Yukarıda yapılan açıklama ve sözü edilen kurallarla birlikte somut olay değerlendirildiğinde; Mahkememizce ticari defterlerini sunmaları için taraflara süre verilmiş olup davacı defterleri üzerinde yapılan inceleme sonucu alınan bilirkişi raporu ile talep edilen alacağın varlığı kanıtlanmıştır. Davalı defterlerini sunmayarak davacının ticari defter kayıtlarının HMK’nın 222. maddeye göre lehine delil oluşturup oluşturmadığının tam olarak incelenebilmesine engel olduğundan sunulmayan ticari defterlerinde de davacının alacaklı olduğuna dair kayıtların mevcut olduğu halde sunulmadığının ve bunun sonucunda da davacı incelenen defter kayıtlarının davacı lehine delil oluşturduğunun kabulü gerekir. Açıklanan nedenlerle cari hesap alacağının varlığı ve miktarı açısından yaptırılan defter incelemesi sonucunda taraflar arasındaki otel konaklama hizmetine ilişkin ticari ilişki bulunduğu anlaşılmış olup, davacının davasının kabulüne karar verilmiş ve asıl alacak likit olduğundan davalı aleyhine icra inkar tazminatına hükmedilmiş ve aşağıdaki şekilde hüküm tesis edilmiştir.

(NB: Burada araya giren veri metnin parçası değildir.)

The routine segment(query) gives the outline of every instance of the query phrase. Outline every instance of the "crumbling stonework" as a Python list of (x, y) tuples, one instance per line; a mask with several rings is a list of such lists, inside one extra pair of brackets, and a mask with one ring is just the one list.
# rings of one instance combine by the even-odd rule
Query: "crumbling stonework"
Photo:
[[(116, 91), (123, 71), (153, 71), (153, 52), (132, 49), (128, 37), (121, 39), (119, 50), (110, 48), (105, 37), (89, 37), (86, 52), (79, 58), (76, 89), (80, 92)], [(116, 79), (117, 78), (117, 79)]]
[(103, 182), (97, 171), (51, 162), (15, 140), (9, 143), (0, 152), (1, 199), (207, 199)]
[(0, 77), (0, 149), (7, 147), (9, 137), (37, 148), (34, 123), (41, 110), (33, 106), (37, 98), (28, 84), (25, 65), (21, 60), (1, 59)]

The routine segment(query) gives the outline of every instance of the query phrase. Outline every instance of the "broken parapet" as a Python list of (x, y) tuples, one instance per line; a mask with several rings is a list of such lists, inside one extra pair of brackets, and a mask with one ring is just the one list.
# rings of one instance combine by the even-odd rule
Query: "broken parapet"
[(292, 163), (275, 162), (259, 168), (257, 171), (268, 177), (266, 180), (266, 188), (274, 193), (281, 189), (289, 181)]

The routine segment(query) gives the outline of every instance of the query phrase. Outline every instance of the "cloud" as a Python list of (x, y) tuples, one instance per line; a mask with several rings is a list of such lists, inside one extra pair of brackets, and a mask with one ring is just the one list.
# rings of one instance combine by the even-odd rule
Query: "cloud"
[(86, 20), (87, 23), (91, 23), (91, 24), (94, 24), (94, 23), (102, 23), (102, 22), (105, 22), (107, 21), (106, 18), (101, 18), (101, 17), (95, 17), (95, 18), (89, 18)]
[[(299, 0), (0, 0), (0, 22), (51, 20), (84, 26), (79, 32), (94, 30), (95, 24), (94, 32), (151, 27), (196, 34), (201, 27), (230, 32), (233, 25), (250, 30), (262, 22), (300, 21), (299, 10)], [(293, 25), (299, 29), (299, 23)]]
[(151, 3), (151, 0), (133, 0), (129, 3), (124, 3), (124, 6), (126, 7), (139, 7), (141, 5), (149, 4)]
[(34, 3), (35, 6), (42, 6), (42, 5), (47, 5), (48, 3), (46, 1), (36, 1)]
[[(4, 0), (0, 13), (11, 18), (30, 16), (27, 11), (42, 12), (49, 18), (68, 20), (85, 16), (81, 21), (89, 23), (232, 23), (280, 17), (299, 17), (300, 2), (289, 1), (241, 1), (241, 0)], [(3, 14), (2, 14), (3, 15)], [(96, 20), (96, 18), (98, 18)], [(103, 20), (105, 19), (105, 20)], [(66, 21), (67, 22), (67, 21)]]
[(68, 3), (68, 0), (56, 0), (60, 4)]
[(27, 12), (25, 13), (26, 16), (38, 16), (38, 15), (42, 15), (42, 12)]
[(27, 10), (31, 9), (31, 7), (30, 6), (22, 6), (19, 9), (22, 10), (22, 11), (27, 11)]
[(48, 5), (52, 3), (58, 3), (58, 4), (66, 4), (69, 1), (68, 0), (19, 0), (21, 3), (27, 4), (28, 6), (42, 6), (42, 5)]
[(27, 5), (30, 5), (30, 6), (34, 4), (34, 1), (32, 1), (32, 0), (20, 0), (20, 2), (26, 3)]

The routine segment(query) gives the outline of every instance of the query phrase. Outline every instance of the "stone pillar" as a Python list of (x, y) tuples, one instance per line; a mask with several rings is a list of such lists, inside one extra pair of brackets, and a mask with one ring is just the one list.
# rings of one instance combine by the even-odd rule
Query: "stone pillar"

HÜKÜM : Gerekçesi yukarıda açıklandığı üzere;
1-Davanın KABULÜNE, İstanbul … İcra Müd’nün … esas sayılı takip dosyasında davalıların yaptıkları itirazların iptali ile takibin 30.029,99-TL asıl alacağa takip tarihinden itibaren işleyecek yıllık %9,75 değişen oranlarda ticari faiz yürütülmek suretiyle devamına,
2-Kabul edilen asıl alacağın % 20 si oranında 6.005,99 TL icra inkar tazminatına hükmedilmesine, davalılardan tahsiline,
3-Karar tarihinde yürürlükte bulunan Harçlar Kanunu uyarınca hesaplanan 2.588,68 TL nispi karar harcından peşin alınan 150,87 TL harcın mahsubu ile eksik 2.351,78 TL harcın davalıdan tahsili ile hazineye gelir kaydına,
4-Karar tarihinde yürürlükte bulunan Avukatlık Asgari Ücret Tarifesi gereğince hesaplanan 3.603,60 TL vekalet ücretinin davalıdan alınarak davacıya verilmesine,
5-Davacı tarafından yapılan toplam 1.307,94 TL ( 512,84 TL PH, 35,90 TL BH, 5,20 TL VH, 650,00 TL BK, 104,00 TL Tebliğ ve müzekkereler olmak üzere ) yargılama giderinin davalıdan alınarak davacıya verilmesine,
6-Kullanılmayarak artan gider avansının karar kesinleştiğinde davacıya iadesine,
Dair, taraf vekillerinin yokluğunda, gerekçeli kararın taraflara tebliğinden itibaren 2 hafta içinde İstinaf kanun yolu açık olmak üzere verilen karar açıkça okunup usulen anlatıldı.